Some half a century ago, psychologist Martin Seligman (whose school of 'positive psychology' I have problems with, but we won't go into that today) showed in an experiment that dogs who were given electric shocks that they had no way of avoiding failed to take protective action during subsequent shocks – even if they were presented a way to escape or avoid the shocks. On the other hand, dogs who had not received unavoidable shocks immediately took action during future shocks.

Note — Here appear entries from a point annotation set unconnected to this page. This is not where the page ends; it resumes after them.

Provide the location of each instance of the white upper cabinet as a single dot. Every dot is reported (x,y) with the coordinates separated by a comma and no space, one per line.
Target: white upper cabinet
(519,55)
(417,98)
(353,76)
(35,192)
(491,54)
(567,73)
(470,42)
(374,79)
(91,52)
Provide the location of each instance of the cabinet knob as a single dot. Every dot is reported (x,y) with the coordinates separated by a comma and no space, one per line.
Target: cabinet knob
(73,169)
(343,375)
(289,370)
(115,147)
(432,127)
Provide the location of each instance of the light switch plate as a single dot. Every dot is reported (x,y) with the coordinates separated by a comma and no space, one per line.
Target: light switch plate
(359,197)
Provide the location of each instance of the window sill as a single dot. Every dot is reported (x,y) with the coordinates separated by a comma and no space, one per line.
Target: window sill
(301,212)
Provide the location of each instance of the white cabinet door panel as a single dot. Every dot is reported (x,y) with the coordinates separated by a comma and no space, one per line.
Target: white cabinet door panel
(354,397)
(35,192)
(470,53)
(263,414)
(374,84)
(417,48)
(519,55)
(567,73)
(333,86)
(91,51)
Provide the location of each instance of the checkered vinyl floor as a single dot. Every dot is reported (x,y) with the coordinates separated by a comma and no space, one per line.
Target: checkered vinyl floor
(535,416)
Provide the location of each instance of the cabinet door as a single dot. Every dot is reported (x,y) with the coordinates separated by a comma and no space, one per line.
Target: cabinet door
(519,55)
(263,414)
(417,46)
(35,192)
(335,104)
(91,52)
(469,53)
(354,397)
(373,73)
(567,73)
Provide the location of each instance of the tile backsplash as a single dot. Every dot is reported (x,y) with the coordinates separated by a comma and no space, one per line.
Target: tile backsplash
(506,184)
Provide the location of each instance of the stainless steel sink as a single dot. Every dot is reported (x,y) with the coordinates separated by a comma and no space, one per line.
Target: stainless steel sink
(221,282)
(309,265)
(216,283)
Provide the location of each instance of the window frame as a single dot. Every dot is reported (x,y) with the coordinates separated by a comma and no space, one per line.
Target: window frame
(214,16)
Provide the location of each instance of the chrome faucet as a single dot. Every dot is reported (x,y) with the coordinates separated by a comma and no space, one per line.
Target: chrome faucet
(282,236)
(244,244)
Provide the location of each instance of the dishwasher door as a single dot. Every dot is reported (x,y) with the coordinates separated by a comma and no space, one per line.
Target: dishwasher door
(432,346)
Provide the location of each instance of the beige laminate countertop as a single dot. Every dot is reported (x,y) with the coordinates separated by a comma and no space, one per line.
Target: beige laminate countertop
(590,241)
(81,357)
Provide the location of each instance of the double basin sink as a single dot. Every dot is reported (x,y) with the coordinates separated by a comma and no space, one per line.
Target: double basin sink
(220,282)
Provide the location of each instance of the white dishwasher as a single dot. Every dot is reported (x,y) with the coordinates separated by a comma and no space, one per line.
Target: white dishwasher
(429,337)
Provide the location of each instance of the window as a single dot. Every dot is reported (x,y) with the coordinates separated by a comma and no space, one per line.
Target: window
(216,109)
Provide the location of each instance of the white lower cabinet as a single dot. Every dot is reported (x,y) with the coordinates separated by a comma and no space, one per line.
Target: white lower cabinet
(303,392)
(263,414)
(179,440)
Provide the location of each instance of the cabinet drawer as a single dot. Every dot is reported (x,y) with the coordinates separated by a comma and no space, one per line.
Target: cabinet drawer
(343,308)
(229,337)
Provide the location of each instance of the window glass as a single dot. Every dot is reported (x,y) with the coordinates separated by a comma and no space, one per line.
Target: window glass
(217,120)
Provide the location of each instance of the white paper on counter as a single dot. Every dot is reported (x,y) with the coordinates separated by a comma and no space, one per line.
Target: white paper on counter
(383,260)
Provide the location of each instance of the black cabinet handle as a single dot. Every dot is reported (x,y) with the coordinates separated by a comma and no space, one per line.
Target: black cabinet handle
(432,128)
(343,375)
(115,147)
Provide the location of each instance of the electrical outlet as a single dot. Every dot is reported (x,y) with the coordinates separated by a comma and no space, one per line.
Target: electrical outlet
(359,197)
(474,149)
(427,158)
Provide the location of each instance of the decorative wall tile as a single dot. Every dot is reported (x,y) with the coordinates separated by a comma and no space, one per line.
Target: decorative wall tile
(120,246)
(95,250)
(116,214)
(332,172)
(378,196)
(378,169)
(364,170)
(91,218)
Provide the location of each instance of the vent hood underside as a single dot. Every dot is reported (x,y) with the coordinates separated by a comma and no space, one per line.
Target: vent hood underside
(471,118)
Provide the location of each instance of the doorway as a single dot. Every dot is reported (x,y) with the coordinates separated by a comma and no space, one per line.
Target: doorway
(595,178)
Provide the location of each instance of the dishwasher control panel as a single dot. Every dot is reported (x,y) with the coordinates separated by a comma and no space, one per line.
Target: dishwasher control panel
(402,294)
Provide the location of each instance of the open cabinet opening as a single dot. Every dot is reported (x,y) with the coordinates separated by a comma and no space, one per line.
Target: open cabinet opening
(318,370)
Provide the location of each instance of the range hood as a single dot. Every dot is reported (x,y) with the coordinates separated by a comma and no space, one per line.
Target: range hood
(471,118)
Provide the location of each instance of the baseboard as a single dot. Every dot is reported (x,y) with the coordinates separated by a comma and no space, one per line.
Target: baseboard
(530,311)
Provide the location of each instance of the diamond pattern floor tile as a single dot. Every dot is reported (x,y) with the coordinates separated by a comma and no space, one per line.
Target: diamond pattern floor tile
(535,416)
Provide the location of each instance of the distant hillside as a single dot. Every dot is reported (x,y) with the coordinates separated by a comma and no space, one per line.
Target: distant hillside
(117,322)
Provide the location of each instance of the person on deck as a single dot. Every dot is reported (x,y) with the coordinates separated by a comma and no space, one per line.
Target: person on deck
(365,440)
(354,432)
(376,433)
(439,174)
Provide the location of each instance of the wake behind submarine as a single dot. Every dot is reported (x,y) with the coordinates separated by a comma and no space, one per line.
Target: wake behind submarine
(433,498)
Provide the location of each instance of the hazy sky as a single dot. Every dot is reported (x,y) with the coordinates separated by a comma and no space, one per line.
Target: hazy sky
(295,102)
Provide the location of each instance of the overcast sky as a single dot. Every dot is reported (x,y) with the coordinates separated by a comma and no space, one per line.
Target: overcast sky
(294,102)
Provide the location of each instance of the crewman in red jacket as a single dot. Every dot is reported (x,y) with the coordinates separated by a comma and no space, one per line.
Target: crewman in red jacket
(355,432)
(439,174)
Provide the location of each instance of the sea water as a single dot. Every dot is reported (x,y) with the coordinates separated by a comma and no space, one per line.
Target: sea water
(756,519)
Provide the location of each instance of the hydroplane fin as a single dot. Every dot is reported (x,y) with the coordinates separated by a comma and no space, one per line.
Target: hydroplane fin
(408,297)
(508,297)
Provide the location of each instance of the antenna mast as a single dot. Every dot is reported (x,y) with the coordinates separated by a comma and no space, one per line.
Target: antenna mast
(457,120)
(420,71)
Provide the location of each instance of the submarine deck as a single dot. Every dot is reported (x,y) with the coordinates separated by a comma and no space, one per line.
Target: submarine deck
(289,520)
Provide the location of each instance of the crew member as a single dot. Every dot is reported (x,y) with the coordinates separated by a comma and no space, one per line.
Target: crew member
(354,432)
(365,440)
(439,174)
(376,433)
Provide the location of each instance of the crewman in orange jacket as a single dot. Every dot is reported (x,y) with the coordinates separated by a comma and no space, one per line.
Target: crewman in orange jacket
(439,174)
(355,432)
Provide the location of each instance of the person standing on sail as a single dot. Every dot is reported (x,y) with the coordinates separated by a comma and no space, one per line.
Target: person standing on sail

Seligman theorised that the dogs who had experienced unavoidable trauma in the past, and so failed to take evasive action even when they could in the face of a new trauma, were victims of 'learned helplessness'. In humans, learned helplessness can be the outcome of both material and physical and emotional suffering. I know only too well that it is one of the most terrifying accompaniments of suicidal depression – when your entire being is seized by a sense of absolute helplessness, doesn't matter how empowered you empirically are to counterattack your way out of it.

To be sure, we don't have definitive knowledge about the mechanics of learned helplessness, who it affects, and to what degree. What we do know is that it isn't a death sentence, or the world wouldn't have so many heroes. For starters, there's your brain's magical neuroplasticity that can help it rewire itself after trauma. Then there's love and community. In Wired for Love: A Neuroscientist's Journey Through Romance, Loss, and the Essence of Human Connection, Stephanie Cacioppo explains how social connection and romantic love can help heal the brain and regain lost skills. Finally, your ability to push back against it is also boosted by accumulated privilege.

But despite all these defences, what makes learned helplessness a stubborn and slippery enemy is its ability to quietly inscribe itself into your personal narrative. Like a trojan virus, it can forever infect the story you tell yourself about who you are allowed to be.